Colori e contorni sfocati, purtroppo non era notte. Movimenti veloci, scattanti. Sicurezza, scaltrezza.
Il mondo è così lento ai miei occhi,
così tranquillo, che mi pare di potermi addormentare da un momento
all'altro, ma, non è nella mia natura.
Riesco a seguire ogni movimento nella
mia visuale, ogni fruscio è percepito come un urlo alle mie
orecchie.
Ho imparato ad esser paziente,
silenziosa e timibile predatrice in questa giungla di muri e vuoti
cortili.
E' vicina, la preda, il mio oggetto di
scambio.
Le narici ne aspirano profondamente
l'odore, incofondibilmente putrido, che fa vibrare con impazienza i
miei baffi. Vispi, gli occhi saltano su ogni veloce scambio di
battuta in questa natura morta: Finestra che si apre, tenda che si
chiude, foglia sospinta dal vento... Si avvicina, arriva da sud.

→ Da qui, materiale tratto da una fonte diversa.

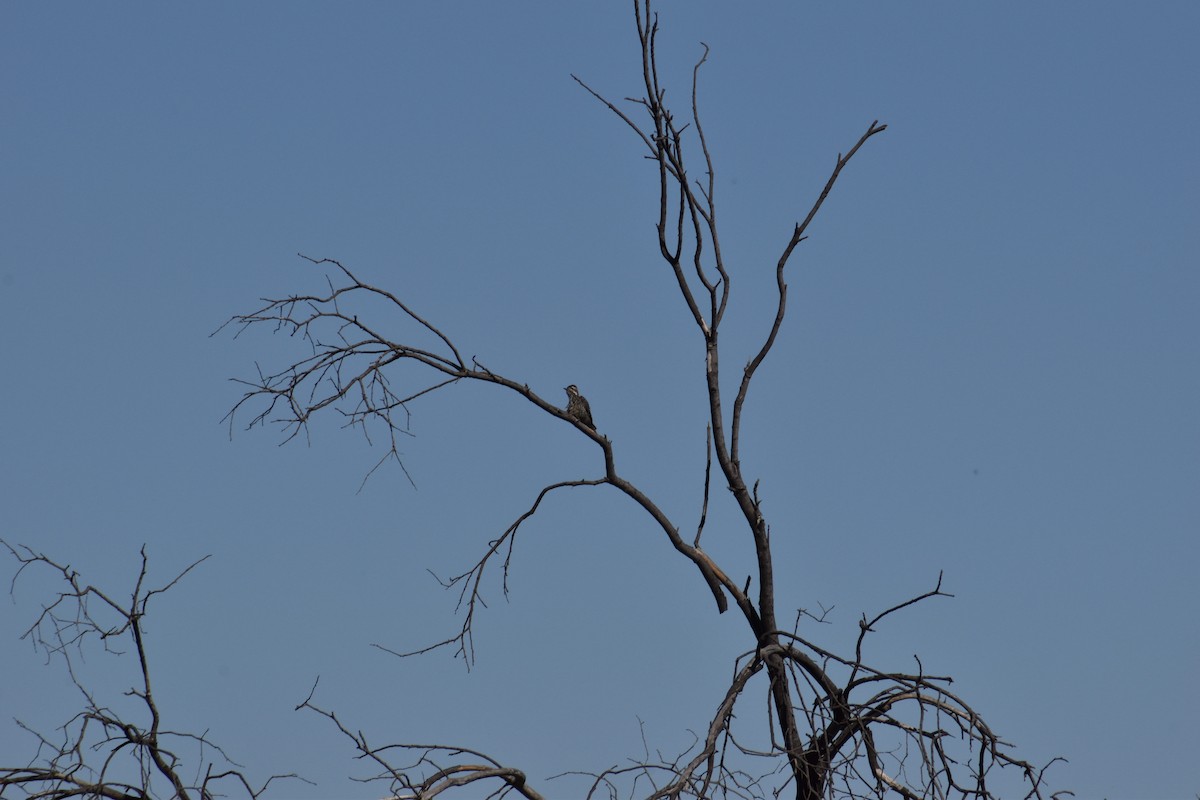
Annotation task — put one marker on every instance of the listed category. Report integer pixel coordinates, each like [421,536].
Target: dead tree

Volgo la testa per aspirarne meglio il
gusto, per immaginare e prevedere ogni suo movimento, lì, in quel
piccolo angolo d'erba che delimita il fosso sta la mia preda. Inerme,
inconsapevole della sorte che gli sarebbe spettata.
Non era una mia decisione, prendere
lui, madre natura me lo imponeva e io, non potevo far altro che
accettarlo e assecondare questo volere, nonostante quell'odore di
fogna.
Sta per lasciare il suo nascondiglio,
ancora non è il momento. La mia attenzione ora, è solo per lui,
nessun'altro movimento o suono mi distrae. Sento il brivido della
caccia farsi strada tra il pelo, irrigidendomelo, le unghie, come
grandi artigli escono dalla loro pelosa custodia, è il richiamo
della natura.
I sensi si fanno più acuti.
Sta arrivando.
Velocità, freddezza. Il brivido
adrenalinico è arrivato alla coda che, come folgorata, si muove al
ritmo di una bandiera spezzata.
Guardo al rallenty il mondo respirare,
sento il suo cuoricino battere, le zampe si posizionano per la spinta
necessaria, i muscoli si tendono e tutto il mio corpo si trasforma
in una lancia scagliata ad alta velocità.
E' mio.
Un balzo e gli sono sopra. Allargo la
zampa e intrappolo, al volo quel piccolo topolino che s'accorge
troppo tardi d'essere in gabbia. Squittisce con l'orrore che gli
rizza il pelo, che gli allarga gli occhi. Lo sa, ora ne è
consapevole, quello è il suo ultimo momento.
In quell'istante non sono Lady, non
sono animale. Sono solamente il cacciatore più grande e spietato.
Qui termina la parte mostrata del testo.